By 2026, I want my value to extend beyond code.

This includes:

  • Explaining complex ideas clearly to other engineers

  • Writing thoughtful PR descriptions and design docs

  • Adding working evidence in the PRs in the form of videos and screenshots

  • Helping juniors build correct mental models

  • Disagreeing respectfully and productively

Software engineering is a team sport. Clear thinking is useless if it can’t be communicated.

4. Building Leverage Through Tools and Automation

One of my strongest aspirations is to build leverage.

Instead of solving the same problems repeatedly, I want to:

  • Automate workflows

  • Build internal tools

  • Create systems that scale my impact beyond my own output

Leverage is what separates engineers who work hard from engineers who work effectively.

5. Developing Taste and Judgment

Technical skills can be learned. Judgment takes time.

By 2026, I want to develop a strong engineering taste:

  • Knowing when not to over-engineer

  • Knowing when technical debt is acceptable

  • Choosing boring solutions when they’re the right ones

This kind of judgment only comes from reflection, mistakes, and intentional learning.

6. Staying Curious Without Burning Out

Finally, I aspire to stay curious — but sustainable.

Not chasing every new framework, but:

  • Learning deeply

  • Picking tools intentionally

  • Balancing ambition with health

Longevity matters. I want a career that compounds, not one that exhausts me early.

7. Launching at Least One Production-grade App

By the end of 2026, I want to have launched at least one app that real users can use — not just a side project living on GitHub.

This aspiration is less about building a startup and more about closing the loop as an engineer. From idea to execution to feedback, I want to experience the full lifecycle:

  • Identifying a real problem (even a small one)

  • Designing a simple, opinionated solution

  • Making trade-offs under real constraints

  • Shipping, maintaining, and iterating based on usage

Building a personal app forces a different level of ownership. There is no product manager, no deadline imposed by someone else, and no ambiguity about responsibility. If something is broken, unclear, or poorly designed — it’s on me.
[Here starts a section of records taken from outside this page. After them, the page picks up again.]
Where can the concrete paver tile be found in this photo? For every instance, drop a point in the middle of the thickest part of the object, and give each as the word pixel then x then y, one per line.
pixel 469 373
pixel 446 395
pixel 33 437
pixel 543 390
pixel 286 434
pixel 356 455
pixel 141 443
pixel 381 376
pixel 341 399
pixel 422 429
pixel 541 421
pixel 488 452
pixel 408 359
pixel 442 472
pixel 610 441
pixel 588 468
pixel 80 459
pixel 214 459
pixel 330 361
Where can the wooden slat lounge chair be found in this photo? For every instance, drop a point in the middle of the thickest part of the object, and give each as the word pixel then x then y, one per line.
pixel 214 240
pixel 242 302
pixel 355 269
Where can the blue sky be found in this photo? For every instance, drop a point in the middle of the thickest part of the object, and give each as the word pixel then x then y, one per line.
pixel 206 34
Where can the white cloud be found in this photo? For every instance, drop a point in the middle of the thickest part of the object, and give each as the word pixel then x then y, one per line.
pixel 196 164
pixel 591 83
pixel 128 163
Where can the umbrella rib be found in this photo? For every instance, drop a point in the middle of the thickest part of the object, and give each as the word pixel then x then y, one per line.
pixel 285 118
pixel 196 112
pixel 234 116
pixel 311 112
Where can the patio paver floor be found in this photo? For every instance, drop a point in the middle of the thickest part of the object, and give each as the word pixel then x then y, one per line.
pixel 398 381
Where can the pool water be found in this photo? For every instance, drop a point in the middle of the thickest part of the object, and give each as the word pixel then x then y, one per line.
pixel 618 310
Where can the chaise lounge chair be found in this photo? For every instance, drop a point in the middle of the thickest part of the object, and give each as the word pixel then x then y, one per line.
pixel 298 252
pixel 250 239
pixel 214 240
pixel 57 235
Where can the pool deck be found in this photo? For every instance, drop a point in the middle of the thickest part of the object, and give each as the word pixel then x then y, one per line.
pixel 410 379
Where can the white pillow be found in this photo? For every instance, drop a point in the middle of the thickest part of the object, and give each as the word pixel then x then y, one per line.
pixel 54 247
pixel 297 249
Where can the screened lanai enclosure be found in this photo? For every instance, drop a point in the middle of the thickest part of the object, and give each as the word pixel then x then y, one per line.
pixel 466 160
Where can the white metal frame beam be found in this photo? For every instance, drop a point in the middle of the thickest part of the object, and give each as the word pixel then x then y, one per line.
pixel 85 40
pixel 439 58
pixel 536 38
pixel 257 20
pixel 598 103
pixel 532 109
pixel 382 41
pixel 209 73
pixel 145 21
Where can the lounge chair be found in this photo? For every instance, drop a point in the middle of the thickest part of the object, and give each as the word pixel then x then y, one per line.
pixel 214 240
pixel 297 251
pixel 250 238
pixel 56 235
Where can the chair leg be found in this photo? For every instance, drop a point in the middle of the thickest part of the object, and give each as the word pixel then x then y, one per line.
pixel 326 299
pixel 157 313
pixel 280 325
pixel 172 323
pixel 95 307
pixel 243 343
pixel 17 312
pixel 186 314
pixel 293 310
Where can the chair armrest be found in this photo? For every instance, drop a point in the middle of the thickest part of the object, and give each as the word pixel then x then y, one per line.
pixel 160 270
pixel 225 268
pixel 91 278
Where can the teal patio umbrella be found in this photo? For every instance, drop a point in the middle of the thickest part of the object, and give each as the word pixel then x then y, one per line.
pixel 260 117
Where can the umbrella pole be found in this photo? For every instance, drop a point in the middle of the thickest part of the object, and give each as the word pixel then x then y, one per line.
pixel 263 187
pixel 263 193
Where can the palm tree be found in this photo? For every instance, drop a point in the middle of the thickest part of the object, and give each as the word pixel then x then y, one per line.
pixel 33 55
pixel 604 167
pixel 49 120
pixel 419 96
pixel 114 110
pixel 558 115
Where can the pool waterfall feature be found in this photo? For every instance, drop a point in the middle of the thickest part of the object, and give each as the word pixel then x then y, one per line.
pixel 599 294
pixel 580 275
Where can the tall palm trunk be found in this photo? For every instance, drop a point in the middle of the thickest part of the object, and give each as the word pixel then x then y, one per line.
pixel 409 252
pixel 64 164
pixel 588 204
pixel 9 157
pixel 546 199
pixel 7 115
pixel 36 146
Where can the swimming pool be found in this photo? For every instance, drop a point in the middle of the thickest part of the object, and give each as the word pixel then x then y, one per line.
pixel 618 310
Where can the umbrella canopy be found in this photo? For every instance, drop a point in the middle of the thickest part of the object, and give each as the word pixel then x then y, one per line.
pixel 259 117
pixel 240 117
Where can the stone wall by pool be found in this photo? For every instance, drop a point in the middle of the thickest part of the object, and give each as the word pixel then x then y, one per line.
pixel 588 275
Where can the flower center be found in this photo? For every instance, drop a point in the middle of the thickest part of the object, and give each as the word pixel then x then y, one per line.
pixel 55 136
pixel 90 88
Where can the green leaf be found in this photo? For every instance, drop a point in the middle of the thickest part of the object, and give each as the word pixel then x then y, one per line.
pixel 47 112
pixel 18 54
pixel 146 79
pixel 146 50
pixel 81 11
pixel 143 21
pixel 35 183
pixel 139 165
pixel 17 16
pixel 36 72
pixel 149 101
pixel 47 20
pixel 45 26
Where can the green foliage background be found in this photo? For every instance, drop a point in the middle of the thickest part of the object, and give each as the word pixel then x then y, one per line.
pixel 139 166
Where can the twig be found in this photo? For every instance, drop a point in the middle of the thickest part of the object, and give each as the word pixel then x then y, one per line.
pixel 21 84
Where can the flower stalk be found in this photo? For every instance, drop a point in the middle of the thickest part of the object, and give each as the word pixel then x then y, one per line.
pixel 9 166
More importantly, it sharpens judgment. You quickly learn what actually matters to users, which abstractions are worth the cost, and which technical decisions age poorly once real usage begins.

Closing Thoughts

My aspirations for 2026 are less about where I work and more about how I work and think.

If I can be a calmer problem-solver, a clearer thinker, and an engineer who builds systems that last — I’ll consider myself on the right path.

I plan to revisit this post at the end of the year to assess how closely my reality aligned with these intentions, honestly.